Dougsbpc Posted April 8 Posted April 8 We have a law firm client with 5 equity partners, 5 non-equity attorneys and about 50 employees. They sponsor a 401(k) Plan. One of the 5 non-equity attorneys who was not even an HCE has now become an equity partner owning 20% of the firm. He incorporated so now his corporation is the 20% equity partner in the law firm. Apparently at about the same time his corporation adopted a SEP. We believe there is an affiliated service group between his corporation in which he is the 100% shareholder and the Law Firm of which he has a 20% equity interest in. We believe his SEP will need to consider all employees of the law firm to meet coverage under 410(b). This would mean his SEP would need to cover about 20 employees of the law firm. Anyone agree or disagree with this? Thanks.

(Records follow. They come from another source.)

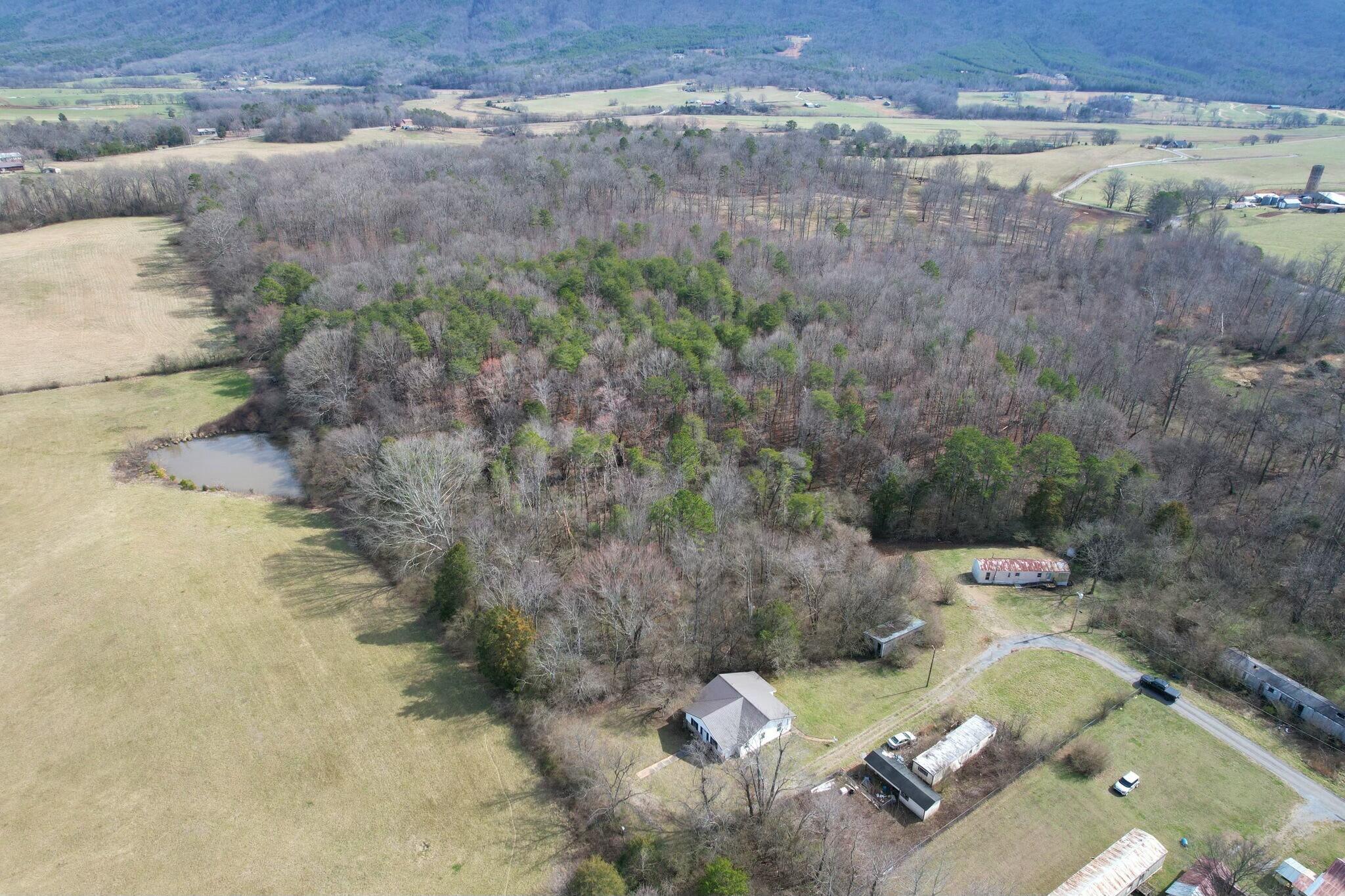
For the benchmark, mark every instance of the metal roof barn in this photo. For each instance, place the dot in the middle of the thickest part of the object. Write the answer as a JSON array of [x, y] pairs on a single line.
[[1119, 870], [957, 747]]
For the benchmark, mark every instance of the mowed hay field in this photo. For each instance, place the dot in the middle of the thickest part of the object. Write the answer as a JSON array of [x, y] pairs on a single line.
[[227, 151], [93, 299], [1048, 824], [211, 694]]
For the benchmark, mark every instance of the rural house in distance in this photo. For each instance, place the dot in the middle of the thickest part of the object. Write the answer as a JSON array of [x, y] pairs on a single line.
[[1313, 708], [1019, 571], [1121, 870], [738, 714]]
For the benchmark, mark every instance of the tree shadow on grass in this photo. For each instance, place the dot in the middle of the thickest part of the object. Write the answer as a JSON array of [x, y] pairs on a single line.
[[322, 575]]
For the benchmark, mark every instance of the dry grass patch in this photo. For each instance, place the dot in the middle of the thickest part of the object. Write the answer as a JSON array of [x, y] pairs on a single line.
[[211, 694], [93, 299]]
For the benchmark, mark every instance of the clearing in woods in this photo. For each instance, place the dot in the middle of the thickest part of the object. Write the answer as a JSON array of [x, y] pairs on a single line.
[[211, 694], [227, 151], [92, 299]]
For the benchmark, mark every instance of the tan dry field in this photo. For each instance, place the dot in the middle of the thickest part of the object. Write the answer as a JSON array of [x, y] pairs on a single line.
[[227, 151], [93, 299], [210, 694]]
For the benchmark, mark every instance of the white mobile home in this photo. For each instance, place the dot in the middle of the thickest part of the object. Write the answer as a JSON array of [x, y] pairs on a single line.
[[738, 714], [1121, 870], [1019, 571], [953, 753]]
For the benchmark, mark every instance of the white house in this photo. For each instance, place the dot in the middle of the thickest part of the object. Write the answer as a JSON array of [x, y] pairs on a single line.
[[1019, 571], [738, 714], [953, 753], [1119, 871]]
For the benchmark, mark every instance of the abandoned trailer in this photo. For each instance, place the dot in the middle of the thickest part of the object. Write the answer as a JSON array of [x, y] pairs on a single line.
[[953, 753], [1019, 571], [912, 793], [1119, 871]]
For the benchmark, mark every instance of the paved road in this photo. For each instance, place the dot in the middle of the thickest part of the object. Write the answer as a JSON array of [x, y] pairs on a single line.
[[1320, 803]]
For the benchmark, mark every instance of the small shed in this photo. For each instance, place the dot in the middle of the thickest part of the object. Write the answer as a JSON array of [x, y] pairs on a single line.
[[1121, 870], [1294, 875], [1331, 882], [912, 793], [1019, 571], [953, 753], [885, 637]]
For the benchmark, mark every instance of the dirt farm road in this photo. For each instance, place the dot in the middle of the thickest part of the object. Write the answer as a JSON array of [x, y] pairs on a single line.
[[1320, 803]]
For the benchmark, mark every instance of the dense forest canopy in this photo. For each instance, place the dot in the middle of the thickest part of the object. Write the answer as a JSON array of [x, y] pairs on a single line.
[[1199, 47], [623, 410]]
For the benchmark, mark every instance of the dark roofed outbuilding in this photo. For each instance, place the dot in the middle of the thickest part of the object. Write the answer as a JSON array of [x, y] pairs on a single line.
[[912, 793]]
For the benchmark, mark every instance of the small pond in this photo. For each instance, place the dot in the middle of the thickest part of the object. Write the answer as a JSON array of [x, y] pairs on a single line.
[[240, 463]]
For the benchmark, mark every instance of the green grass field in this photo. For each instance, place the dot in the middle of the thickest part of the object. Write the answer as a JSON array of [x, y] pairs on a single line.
[[213, 694], [88, 104], [844, 699], [1048, 824], [1287, 236], [1153, 108]]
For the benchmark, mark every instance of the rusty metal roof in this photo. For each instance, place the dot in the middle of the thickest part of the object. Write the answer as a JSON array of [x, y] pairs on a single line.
[[1116, 870], [1021, 565]]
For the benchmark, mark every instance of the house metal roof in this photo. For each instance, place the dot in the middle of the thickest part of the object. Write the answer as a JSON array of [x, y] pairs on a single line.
[[734, 707], [1296, 875], [956, 744], [1331, 882], [1021, 565], [1261, 672], [903, 779], [1116, 868]]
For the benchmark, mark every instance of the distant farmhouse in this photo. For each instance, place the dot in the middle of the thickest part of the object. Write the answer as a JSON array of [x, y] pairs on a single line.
[[953, 753], [1121, 870], [1019, 571], [738, 714], [912, 793], [887, 637], [1313, 708]]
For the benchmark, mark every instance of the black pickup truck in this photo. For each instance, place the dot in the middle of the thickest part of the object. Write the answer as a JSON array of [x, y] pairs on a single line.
[[1160, 687]]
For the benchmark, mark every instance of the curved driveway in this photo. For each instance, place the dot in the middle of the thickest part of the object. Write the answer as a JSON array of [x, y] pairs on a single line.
[[1320, 802]]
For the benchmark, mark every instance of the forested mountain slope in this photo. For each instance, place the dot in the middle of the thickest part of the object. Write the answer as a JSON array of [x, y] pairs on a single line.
[[1239, 50]]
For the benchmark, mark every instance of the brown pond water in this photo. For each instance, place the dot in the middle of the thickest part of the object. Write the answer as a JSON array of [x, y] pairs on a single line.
[[248, 463]]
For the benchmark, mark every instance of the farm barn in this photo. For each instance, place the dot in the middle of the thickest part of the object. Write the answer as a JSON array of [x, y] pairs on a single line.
[[1019, 571], [908, 790], [887, 637], [1121, 870], [738, 714], [953, 753], [1313, 708]]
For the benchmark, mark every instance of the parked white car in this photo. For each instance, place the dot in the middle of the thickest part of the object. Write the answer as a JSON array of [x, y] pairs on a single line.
[[1128, 782], [899, 740]]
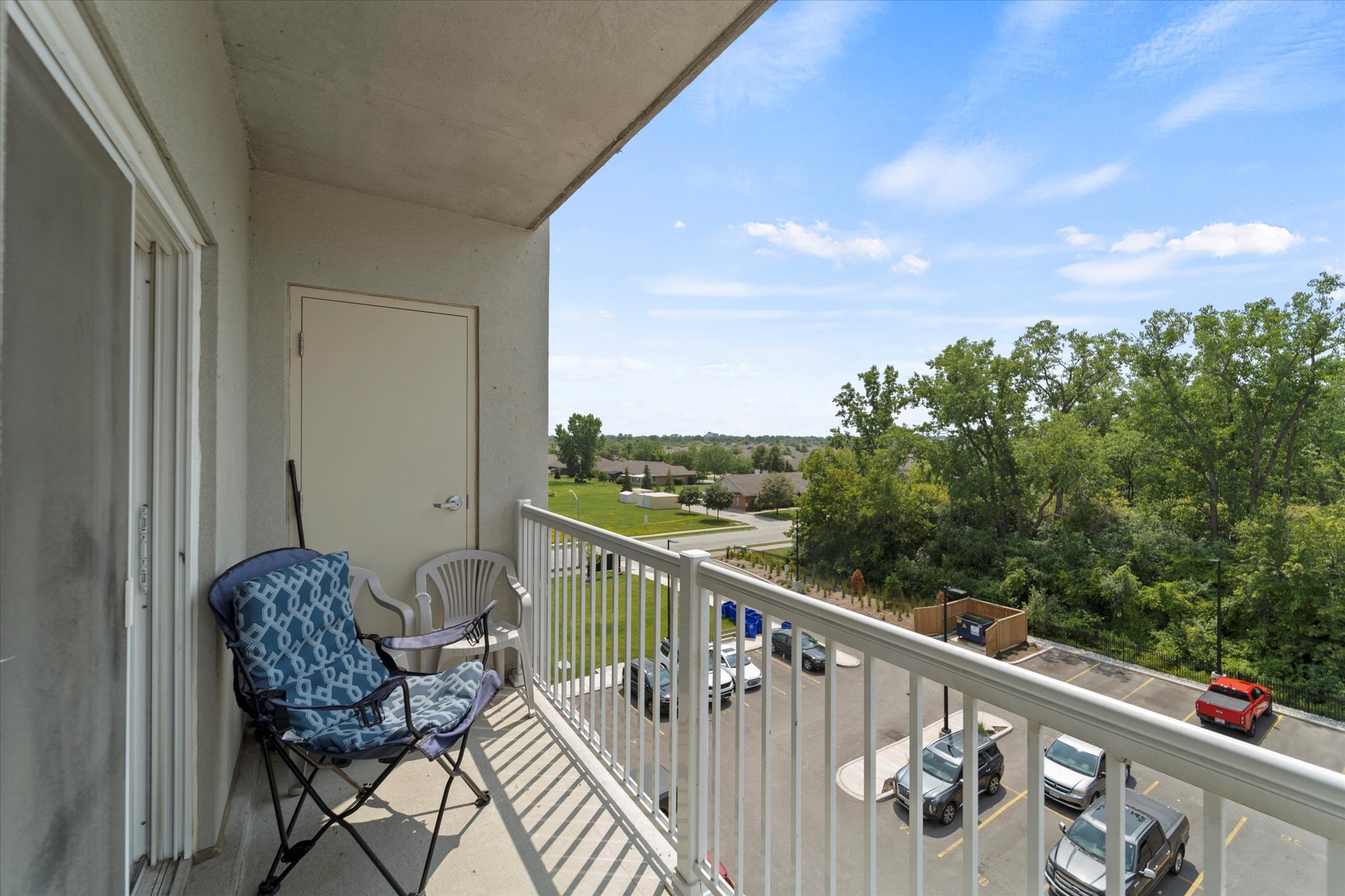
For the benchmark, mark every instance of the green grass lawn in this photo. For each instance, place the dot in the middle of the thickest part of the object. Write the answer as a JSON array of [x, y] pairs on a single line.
[[615, 629], [599, 505]]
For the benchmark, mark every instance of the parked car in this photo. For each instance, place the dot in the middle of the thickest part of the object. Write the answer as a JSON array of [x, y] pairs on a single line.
[[653, 679], [1156, 845], [1076, 771], [942, 765], [741, 666], [1234, 703], [814, 654], [724, 683]]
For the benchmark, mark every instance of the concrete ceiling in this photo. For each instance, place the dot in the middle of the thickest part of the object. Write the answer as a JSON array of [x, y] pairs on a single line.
[[487, 108]]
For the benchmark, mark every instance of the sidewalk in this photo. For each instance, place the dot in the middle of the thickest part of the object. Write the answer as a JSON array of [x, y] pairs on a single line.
[[893, 757]]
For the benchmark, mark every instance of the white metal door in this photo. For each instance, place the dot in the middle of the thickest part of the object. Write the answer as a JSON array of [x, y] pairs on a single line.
[[142, 500], [386, 431]]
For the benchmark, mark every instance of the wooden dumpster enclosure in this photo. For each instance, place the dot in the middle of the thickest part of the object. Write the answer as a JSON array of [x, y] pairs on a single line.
[[1009, 629]]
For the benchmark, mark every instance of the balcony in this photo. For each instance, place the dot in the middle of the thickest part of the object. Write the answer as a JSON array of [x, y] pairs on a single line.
[[751, 802]]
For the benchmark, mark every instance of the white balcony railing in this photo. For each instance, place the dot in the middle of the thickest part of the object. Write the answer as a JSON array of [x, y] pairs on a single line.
[[595, 593]]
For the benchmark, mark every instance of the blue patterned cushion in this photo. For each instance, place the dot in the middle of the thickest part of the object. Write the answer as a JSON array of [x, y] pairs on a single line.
[[298, 633], [439, 703]]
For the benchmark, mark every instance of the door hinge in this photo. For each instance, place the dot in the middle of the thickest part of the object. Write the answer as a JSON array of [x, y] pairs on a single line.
[[144, 550]]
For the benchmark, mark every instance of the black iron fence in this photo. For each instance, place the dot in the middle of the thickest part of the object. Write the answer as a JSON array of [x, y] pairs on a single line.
[[1192, 670]]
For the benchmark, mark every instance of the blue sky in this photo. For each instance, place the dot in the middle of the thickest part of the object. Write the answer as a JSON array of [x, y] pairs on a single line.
[[854, 184]]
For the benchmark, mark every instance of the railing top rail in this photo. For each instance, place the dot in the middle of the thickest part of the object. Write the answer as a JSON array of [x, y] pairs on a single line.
[[1297, 792], [643, 553]]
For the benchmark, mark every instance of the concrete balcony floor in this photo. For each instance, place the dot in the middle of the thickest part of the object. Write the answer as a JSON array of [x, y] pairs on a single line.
[[556, 824]]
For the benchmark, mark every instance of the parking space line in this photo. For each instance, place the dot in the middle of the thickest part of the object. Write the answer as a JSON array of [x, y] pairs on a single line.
[[1137, 689], [1088, 670], [989, 819]]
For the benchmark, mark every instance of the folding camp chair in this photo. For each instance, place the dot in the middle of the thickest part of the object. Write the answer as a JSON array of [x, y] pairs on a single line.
[[319, 698]]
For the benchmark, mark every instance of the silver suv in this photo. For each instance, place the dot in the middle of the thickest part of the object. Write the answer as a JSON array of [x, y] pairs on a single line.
[[1076, 771]]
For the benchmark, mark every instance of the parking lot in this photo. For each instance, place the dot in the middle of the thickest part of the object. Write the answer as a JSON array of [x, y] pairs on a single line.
[[1264, 853]]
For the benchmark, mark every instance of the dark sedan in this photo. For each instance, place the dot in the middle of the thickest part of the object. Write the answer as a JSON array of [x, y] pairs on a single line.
[[654, 677], [814, 654]]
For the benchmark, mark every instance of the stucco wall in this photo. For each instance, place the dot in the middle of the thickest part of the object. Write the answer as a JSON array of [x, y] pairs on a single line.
[[304, 233], [173, 65]]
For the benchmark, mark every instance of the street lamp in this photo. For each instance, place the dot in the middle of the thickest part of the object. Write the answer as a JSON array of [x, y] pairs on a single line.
[[961, 595], [669, 614], [1219, 616]]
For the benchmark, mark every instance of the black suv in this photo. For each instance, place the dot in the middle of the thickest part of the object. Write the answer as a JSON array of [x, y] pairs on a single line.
[[942, 763], [632, 681], [814, 654]]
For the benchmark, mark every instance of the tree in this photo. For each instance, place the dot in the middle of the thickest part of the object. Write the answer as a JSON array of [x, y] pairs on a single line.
[[865, 416], [717, 499], [689, 498], [576, 444], [776, 492]]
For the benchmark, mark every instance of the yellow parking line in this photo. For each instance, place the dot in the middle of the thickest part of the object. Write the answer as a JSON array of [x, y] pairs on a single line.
[[1195, 884], [989, 819], [1137, 689], [1088, 670]]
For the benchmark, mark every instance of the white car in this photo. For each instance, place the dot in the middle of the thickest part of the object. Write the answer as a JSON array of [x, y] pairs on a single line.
[[741, 664], [721, 680]]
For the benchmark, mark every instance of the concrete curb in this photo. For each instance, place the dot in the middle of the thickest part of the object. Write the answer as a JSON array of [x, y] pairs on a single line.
[[889, 759]]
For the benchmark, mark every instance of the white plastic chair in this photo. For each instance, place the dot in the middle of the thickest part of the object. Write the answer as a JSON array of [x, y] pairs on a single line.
[[463, 582]]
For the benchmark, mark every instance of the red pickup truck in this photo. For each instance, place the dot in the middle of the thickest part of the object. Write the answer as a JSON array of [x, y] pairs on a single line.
[[1234, 703]]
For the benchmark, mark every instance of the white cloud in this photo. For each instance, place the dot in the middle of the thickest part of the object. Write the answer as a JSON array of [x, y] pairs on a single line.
[[1139, 241], [1078, 186], [948, 179], [741, 370], [1180, 45], [818, 241], [698, 288], [911, 264], [1228, 240], [783, 50], [577, 367], [1118, 272], [1079, 240]]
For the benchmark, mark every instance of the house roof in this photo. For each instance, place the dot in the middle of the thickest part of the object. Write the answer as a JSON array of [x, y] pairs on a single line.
[[496, 110], [749, 484], [636, 468]]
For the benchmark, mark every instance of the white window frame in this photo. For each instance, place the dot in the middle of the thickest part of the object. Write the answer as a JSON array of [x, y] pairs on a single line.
[[68, 47]]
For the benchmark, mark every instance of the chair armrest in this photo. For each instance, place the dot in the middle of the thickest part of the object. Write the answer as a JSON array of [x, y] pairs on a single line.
[[471, 630], [376, 589]]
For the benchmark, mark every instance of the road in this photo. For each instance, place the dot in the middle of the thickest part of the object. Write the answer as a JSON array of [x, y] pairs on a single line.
[[1265, 855]]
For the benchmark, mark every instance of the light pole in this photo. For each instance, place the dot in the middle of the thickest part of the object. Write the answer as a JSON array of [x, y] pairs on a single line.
[[944, 594], [669, 614], [1219, 616]]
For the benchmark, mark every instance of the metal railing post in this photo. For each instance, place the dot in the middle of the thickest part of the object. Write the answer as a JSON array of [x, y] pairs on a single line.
[[689, 648]]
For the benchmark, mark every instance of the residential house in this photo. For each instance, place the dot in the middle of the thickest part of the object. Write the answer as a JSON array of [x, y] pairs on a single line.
[[747, 485], [240, 236], [661, 473]]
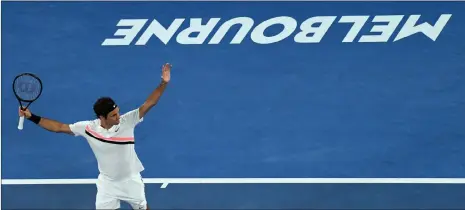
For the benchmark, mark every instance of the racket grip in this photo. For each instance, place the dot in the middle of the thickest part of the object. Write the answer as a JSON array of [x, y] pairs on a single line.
[[21, 123]]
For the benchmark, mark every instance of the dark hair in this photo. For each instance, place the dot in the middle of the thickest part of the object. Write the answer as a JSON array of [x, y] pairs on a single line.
[[103, 106]]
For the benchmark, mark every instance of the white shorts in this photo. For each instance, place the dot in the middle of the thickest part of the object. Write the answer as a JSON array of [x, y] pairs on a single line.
[[111, 193]]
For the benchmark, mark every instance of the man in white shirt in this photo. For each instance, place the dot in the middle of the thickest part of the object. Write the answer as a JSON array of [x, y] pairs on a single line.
[[111, 138]]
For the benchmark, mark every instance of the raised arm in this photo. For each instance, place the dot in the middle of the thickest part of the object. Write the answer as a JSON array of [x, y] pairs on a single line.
[[47, 124], [153, 98]]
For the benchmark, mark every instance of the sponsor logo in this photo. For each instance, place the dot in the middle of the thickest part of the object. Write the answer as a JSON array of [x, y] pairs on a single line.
[[311, 30]]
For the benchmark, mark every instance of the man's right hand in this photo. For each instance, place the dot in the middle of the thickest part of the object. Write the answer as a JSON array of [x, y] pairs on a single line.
[[26, 113]]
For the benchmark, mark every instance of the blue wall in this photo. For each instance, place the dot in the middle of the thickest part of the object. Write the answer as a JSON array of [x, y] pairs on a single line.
[[327, 109]]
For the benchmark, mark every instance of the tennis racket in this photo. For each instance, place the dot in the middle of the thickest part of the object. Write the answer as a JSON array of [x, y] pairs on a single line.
[[27, 88]]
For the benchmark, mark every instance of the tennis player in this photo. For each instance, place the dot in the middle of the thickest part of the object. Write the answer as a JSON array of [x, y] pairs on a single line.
[[111, 137]]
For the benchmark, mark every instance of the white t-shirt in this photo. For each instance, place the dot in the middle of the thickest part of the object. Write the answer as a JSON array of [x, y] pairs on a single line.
[[113, 148]]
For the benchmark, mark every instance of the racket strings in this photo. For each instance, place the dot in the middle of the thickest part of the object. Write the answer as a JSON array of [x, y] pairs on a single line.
[[27, 88]]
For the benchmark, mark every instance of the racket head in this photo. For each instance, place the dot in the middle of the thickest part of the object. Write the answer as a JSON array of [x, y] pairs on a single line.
[[27, 88]]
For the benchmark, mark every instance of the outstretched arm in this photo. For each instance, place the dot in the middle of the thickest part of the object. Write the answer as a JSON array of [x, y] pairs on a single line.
[[47, 124], [153, 98]]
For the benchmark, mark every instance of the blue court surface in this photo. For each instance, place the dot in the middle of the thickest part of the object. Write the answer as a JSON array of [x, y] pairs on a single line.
[[271, 105]]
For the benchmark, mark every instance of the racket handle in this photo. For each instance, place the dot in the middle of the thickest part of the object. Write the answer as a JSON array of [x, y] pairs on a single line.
[[21, 123]]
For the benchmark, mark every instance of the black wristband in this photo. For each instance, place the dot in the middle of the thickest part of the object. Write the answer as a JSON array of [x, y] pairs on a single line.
[[34, 118]]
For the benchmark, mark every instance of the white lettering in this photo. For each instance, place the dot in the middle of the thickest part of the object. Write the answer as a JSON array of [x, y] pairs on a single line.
[[318, 32], [155, 28], [312, 30], [258, 34], [386, 30], [196, 26], [358, 23], [129, 34], [431, 32], [246, 25]]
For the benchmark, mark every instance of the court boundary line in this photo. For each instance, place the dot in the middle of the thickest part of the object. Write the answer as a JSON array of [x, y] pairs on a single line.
[[166, 181]]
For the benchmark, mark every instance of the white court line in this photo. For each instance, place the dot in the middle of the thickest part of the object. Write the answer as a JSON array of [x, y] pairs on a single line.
[[166, 181]]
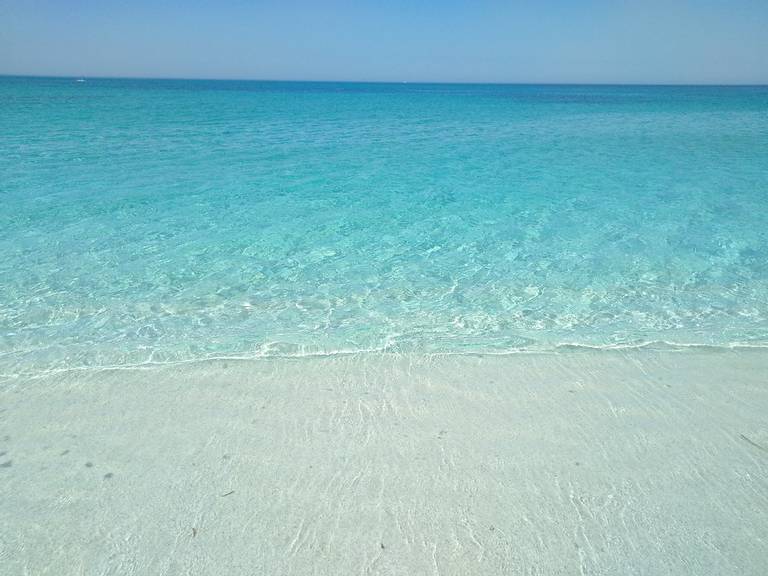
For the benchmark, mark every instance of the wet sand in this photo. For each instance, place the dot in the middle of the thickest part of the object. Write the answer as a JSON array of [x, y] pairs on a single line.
[[643, 462]]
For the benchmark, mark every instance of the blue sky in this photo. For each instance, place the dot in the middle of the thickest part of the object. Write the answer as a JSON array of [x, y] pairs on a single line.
[[652, 41]]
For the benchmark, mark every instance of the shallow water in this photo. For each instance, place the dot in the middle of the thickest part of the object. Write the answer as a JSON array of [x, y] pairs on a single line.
[[173, 220]]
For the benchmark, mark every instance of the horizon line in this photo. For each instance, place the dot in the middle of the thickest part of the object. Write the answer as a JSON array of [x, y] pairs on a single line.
[[398, 82]]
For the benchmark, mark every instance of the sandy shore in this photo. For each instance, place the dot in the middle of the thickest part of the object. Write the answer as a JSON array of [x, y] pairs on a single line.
[[585, 462]]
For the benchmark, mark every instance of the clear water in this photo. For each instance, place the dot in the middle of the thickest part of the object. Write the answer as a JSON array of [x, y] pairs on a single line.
[[172, 220]]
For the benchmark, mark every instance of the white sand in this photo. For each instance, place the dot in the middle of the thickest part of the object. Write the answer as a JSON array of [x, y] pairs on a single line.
[[593, 463]]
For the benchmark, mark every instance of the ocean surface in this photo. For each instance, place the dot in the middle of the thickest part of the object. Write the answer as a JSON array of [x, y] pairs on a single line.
[[157, 221]]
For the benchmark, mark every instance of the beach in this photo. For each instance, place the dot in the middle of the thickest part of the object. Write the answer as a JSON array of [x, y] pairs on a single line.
[[650, 461]]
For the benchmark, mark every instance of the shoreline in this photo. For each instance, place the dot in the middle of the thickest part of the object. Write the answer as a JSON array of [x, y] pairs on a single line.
[[632, 462]]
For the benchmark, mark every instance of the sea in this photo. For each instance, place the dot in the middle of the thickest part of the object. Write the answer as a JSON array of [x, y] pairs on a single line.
[[161, 221]]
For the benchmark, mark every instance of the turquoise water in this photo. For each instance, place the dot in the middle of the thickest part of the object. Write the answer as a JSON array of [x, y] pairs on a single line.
[[153, 221]]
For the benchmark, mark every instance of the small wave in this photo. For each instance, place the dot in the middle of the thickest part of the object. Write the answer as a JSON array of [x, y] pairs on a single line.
[[389, 350]]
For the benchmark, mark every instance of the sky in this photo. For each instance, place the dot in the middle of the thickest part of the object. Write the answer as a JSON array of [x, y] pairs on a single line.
[[558, 41]]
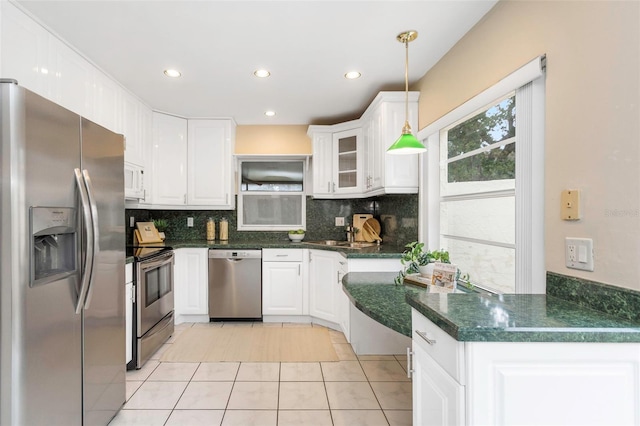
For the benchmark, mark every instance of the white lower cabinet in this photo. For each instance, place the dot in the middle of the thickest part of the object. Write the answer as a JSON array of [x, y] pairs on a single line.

John Feldt ERPA CPC QPA Posted April 9 Posted April 9 ASG, of course. But maybe they should get a legal opinion just to make sure. Maybe they know a law firm that employs an ERISA counsel. Happens a lot, surprisingly, although anecdotally I see it more with medical professions. Bill Presson 1
CuseFan Posted April 9 Posted April 9 I thought everyone who worked at least 3 years making more than a certain amount had to be covered - not the 410(b) rules. Also, if on the 5305 model cannot have another non-SEP plan, so isn't that also an issue? David D 1 Kenneth M. Prell, CEBS, ERPA Vice President, BPAS Actuarial & Pension Services kprell@bpas.com
John Feldt ERPA CPC QPA Posted April 9 Posted April 9 Agree. It’s not uncommon to see these firms make these mistakes, it happens a lot.